Torche - Harmonicraft On avait senti venir le coup depuis Songs for singles, il y a une bonne année et demi maintenant donc. 3 albums (Torche, In return, Meanderthal) à la cohérence et la logique imparable dans le cheminement artistique, un quatrième qui sonnait comme la conclusion d'une première partie de carrière en amorçant peu à peu un virage dans sa trajectoire créative vers quelque chose de potentiellement plus pop pour le futur. Et déjà une volonté à moitié dissimulé de fabriquer des tubes. Ou tout du moins des singles... d'où le titre dudit album. Et si le split LP pondu par le groupe en compagnie des excellents Part Chimp s'était révélé, comme un ratage quasi absolu semblant se faire l'écho d'une profond changement d'écriture encore pas tout à fait assumé ni maîtrisé, Harmonicraft lui, remet les compteurs à zéro. Et pas qu'un peu.

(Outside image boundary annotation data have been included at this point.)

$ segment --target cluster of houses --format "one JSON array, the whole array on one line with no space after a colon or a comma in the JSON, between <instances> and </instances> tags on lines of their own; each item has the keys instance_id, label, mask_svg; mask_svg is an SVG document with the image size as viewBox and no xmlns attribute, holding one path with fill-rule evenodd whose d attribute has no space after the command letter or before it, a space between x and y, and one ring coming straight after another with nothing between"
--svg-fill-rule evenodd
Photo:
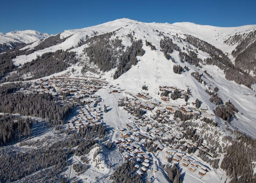
<instances>
[{"instance_id":1,"label":"cluster of houses","mask_svg":"<svg viewBox=\"0 0 256 183\"><path fill-rule=\"evenodd\" d=\"M91 105L86 105L90 108ZM99 125L101 124L101 113L100 107L94 108L89 109L84 107L81 106L79 112L79 114L68 121L68 128L72 129L77 129L80 128L88 125ZM92 106L91 108L92 108ZM95 111L95 116L91 113Z\"/></svg>"},{"instance_id":2,"label":"cluster of houses","mask_svg":"<svg viewBox=\"0 0 256 183\"><path fill-rule=\"evenodd\" d=\"M126 159L134 162L134 167L137 169L137 174L144 174L152 166L152 157L141 143L138 142L136 137L139 136L139 134L135 133L131 135L129 133L123 132L121 135L121 138L115 141L117 148L124 152L123 154ZM157 165L154 166L155 171L158 171Z\"/></svg>"}]
</instances>

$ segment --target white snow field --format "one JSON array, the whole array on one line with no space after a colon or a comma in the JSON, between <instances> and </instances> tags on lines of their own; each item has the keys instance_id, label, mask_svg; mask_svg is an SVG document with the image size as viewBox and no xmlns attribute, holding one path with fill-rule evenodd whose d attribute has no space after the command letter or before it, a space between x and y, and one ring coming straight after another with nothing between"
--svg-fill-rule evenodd
<instances>
[{"instance_id":1,"label":"white snow field","mask_svg":"<svg viewBox=\"0 0 256 183\"><path fill-rule=\"evenodd\" d=\"M255 109L256 107L256 93L243 85L239 85L234 81L226 79L223 71L216 66L202 65L202 67L200 68L190 65L187 62L181 61L179 56L179 52L177 51L174 51L172 54L170 54L175 59L175 62L172 62L171 60L167 60L165 57L164 53L160 51L159 42L163 37L158 35L159 32L161 31L164 34L165 36L171 38L173 42L177 44L181 48L183 47L187 48L188 46L190 46L194 49L194 47L188 43L184 41L181 42L177 39L174 38L174 36L176 38L179 37L184 38L185 35L192 35L208 42L221 49L223 52L227 52L233 61L232 59L234 58L230 54L237 45L228 45L224 43L224 41L236 33L243 34L244 32L250 32L255 29L256 25L222 28L197 25L189 22L176 23L172 24L167 23L147 23L123 18L83 29L65 30L61 34L61 38L71 36L63 42L35 51L27 56L22 55L17 57L13 60L13 61L16 66L20 64L22 65L36 58L37 55L42 55L44 53L49 51L55 51L60 49L66 50L72 46L74 46L75 48L71 50L70 51L77 52L77 56L81 61L71 66L66 70L44 78L49 78L53 76L60 75L67 71L71 71L73 68L76 71L71 74L70 77L74 78L81 75L80 71L83 66L81 64L88 64L88 57L83 51L83 49L88 46L88 44L80 47L76 47L77 42L81 39L85 39L86 36L89 37L94 36L94 32L96 31L98 32L97 35L99 35L119 29L115 32L115 35L112 36L111 39L118 36L119 39L121 39L122 44L127 47L131 44L127 35L128 33L132 33L133 34L134 39L142 39L143 44L142 48L145 51L143 56L137 57L139 61L136 65L132 66L129 70L115 80L113 78L113 75L115 68L105 73L99 72L99 70L98 71L100 73L99 75L88 72L89 73L94 76L100 76L101 79L103 79L109 83L107 86L99 90L95 94L101 96L102 100L101 105L106 105L108 110L107 113L103 113L102 122L104 125L107 126L111 129L108 132L108 137L112 142L121 138L121 132L118 129L121 128L127 129L126 123L132 122L134 119L131 115L118 106L118 100L120 98L128 96L129 93L136 95L139 92L143 92L141 87L144 84L148 86L148 90L144 92L148 93L153 98L150 99L150 101L152 102L154 100L161 101L163 107L166 106L168 103L161 100L160 95L158 95L159 86L174 86L185 90L188 87L189 87L193 96L190 98L188 102L191 103L195 101L196 99L198 98L201 102L201 106L208 108L209 110L203 114L203 115L213 118L218 122L220 127L218 127L218 129L220 129L222 132L224 132L221 134L223 136L227 134L225 133L228 133L225 131L226 127L225 121L214 115L213 110L216 106L210 102L210 96L205 92L205 89L208 89L208 87L213 90L215 87L218 87L219 89L218 95L223 102L225 103L230 100L239 111L238 113L236 113L236 119L232 119L231 125L229 126L233 128L237 128L241 132L255 138L256 111ZM158 31L156 31L157 30ZM16 34L16 35L18 35L17 33ZM151 42L153 45L156 46L156 50L151 50L149 47L146 46L146 40ZM38 45L40 41L36 41L28 46L26 48L33 49ZM185 50L184 51L186 51ZM210 57L208 53L201 50L198 51L198 57L203 60ZM185 66L187 66L189 70L182 74L175 74L173 71L173 67L174 65L177 64L183 67ZM207 73L212 76L212 77L210 77L207 75L204 75L203 79L207 83L205 86L199 83L191 76L192 73L196 71L201 74L203 73L205 70L207 70ZM86 73L86 74L89 74ZM121 93L109 93L110 89L107 87L110 85L113 85L117 87L124 89L126 93L124 92ZM255 89L256 85L255 84L253 88ZM145 103L148 102L144 101L143 99L141 100ZM172 102L177 104L183 104L184 99L178 99L172 101ZM102 108L103 106L101 107ZM149 112L147 115L149 116L152 114L152 114L155 113L155 110L152 112ZM146 128L144 129L143 128L140 128L139 132L140 133L144 133L145 130ZM49 133L49 132L48 132L47 135ZM158 151L156 153L152 153L153 154L152 157L154 161L155 161L158 165L168 163L165 158L165 152L167 148L165 146L164 147L162 151ZM96 166L95 162L92 160L93 158L94 152L98 148L98 147L95 147L88 154L88 156L90 160L90 164L91 167L84 174L77 175L72 169L72 164L71 164L65 172L67 177L68 178L74 177L76 180L81 180L85 182L111 182L109 175L124 162L124 155L120 153L118 150L110 150L103 147L102 153L97 155L96 158L98 160L97 161L101 163L101 166L98 168ZM182 175L184 182L221 183L224 182L227 179L225 173L220 168L214 169L210 165L197 156L194 156L193 157L196 160L203 162L204 165L210 167L211 171L207 173L206 176L202 177L199 174L198 171L192 172L189 170L189 166L183 166L182 163L180 163L181 170L182 173L184 173ZM223 156L220 157L221 160L223 158ZM81 162L80 157L75 155L69 157L68 161L72 163L74 162ZM221 162L220 161L220 162ZM115 165L115 166L110 167L109 166L110 164ZM165 171L160 166L159 166L159 170L157 172L155 172L153 168L149 169L147 172L147 178L154 176L154 179L151 182L168 182L169 181Z\"/></svg>"},{"instance_id":2,"label":"white snow field","mask_svg":"<svg viewBox=\"0 0 256 183\"><path fill-rule=\"evenodd\" d=\"M202 102L203 105L212 109L215 106L209 101L209 96L204 91L205 88L190 75L191 73L195 71L201 74L207 70L213 78L212 79L206 75L209 81L209 84L207 86L208 87L210 85L212 85L211 86L212 89L215 86L217 86L219 89L219 95L223 102L230 99L239 110L236 115L237 119L232 121L234 125L241 131L255 138L256 137L256 112L254 109L256 105L255 92L242 85L239 85L235 82L228 80L225 78L223 71L217 66L202 66L203 68L199 70L198 68L185 62L182 63L180 61L179 52L177 51L174 51L171 54L176 63L174 63L171 60L167 60L163 53L160 51L159 42L163 37L158 36L158 32L155 31L157 30L166 33L164 35L165 36L173 39L173 42L181 48L190 45L185 41L182 43L177 42L177 40L173 39L172 36L178 34L178 36L182 38L184 37L184 35L191 35L208 42L224 52L230 54L237 45L235 44L230 46L224 44L223 41L237 33L242 34L254 30L256 29L256 25L225 28L203 26L186 22L171 24L167 23L148 23L122 18L95 26L64 31L61 34L61 38L72 36L62 43L35 51L27 56L18 56L13 61L16 65L18 65L20 64L22 65L35 59L37 55L41 55L47 52L54 52L60 49L65 50L72 46L75 47L80 40L85 39L86 35L89 37L94 36L94 31L97 31L98 34L100 34L115 31L121 28L122 28L115 32L115 37L118 36L122 40L122 44L125 46L130 46L131 43L126 36L134 31L134 36L143 40L144 43L143 48L145 51L145 54L142 57L138 57L140 61L137 64L132 67L117 79L113 80L112 79L112 75L114 73L115 69L107 73L103 73L103 77L110 81L112 80L114 83L123 84L124 87L127 88L127 89L130 88L131 90L140 90L142 85L146 84L149 86L148 92L153 94L157 98L156 90L160 85L173 85L184 89L187 88L186 86L189 86L194 98L191 99L191 102L198 98ZM167 33L169 34L167 34ZM156 50L152 50L149 47L146 46L144 44L146 40L155 46ZM29 48L32 48L37 44L38 42L36 41L30 45ZM87 44L83 45L72 49L71 51L77 52L79 57L84 58L86 57L83 55L82 50L87 46ZM192 45L190 46L192 48L195 48ZM209 56L207 53L199 50L198 57L203 59ZM174 64L182 66L187 65L190 69L188 72L186 71L182 74L175 74L172 71ZM81 67L79 67L80 69ZM255 84L253 88L255 89L256 86ZM250 94L248 95L244 94L247 93ZM220 123L223 123L218 118L216 120Z\"/></svg>"}]
</instances>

La première volée de titres nous arrive en travers de la figure et comme à son habitude (ça, ça ne change pas par contre), Torche expédie l'affaire sans traîner. Trois premiers morceaux en quelques cinq minutes chrono et l'affaire est déjà emballée. "Letting go" déboule d'entrée avec la puissance d'une torpille made in Foo Fighters, le charisme atomique de Dave Grohl en moins (mais c'est déjà pas mal). Même cause, même effet avec le fédérateur "Kicking" : ça sonne outrageusement power-pop, avec de gros morceaux de rock alternatif bien fougueux dedans et un petit zeste de stoner burné domptées par des rythmiques enflammées qui font du bien par où ça passe. Le groupe cherche le hit imparable et y met les moyens. Des mélodies qui font l'amour aux enceintes, une énorme présence instrumentale et une débauche d'énergie qui laissent à penser que si les floridiens ont quitté Hydrahead, c'était surtout pour une histoire de ligne éditoriale sans doute, pas vraiment une question d'envie d'un découdre.

Surtout qu'avec "Reverse inverted", les réfractaire à la pop surboostée du début d'album et autres nostalgiques des tentations stoner du passé récent des gaziers vont trouver du répondant, avant que les américains n'enfoncent définitivement le clou sur un "In pieces" qui met justement l'auditeur en pièces. Le riffing stoner power-burné tartine les amplis bien comme il faut, on délaisse la pop animale et turgescente des débuts pour causer gros rock bien couillu qui défouraille... avant de s'en retourner ferrailler dans des sphères musicales plus aérées, limite psyché-pop mais avec toujours un groove stoner imparable, ce crossover idéal en sommes, qui entre ciel et terre ("Snakes are charmed", "Roaming") permet aux Torche d'incendier les enceintes, surtout quand ils entrecoupent ces morceaux de quelques petites tornades éclairs du calibre de "Sky trials" ou de l'affamé "Skin moth". Des titres courts à l'urgence contagieuse ("Kiss me dudely") et au feeling high-energy qui contamine un album sans la moindre fausse note, que ce soit sur les post-stoner "Solitary traveler" et "Looking on" ou l'éponyme et vrombissant "Harmonicraft", Torche est encore là, plus tout à fait le même qu'avant, mais en fait certainement pas moins bon. Juste différent. La bonne surprise du moment.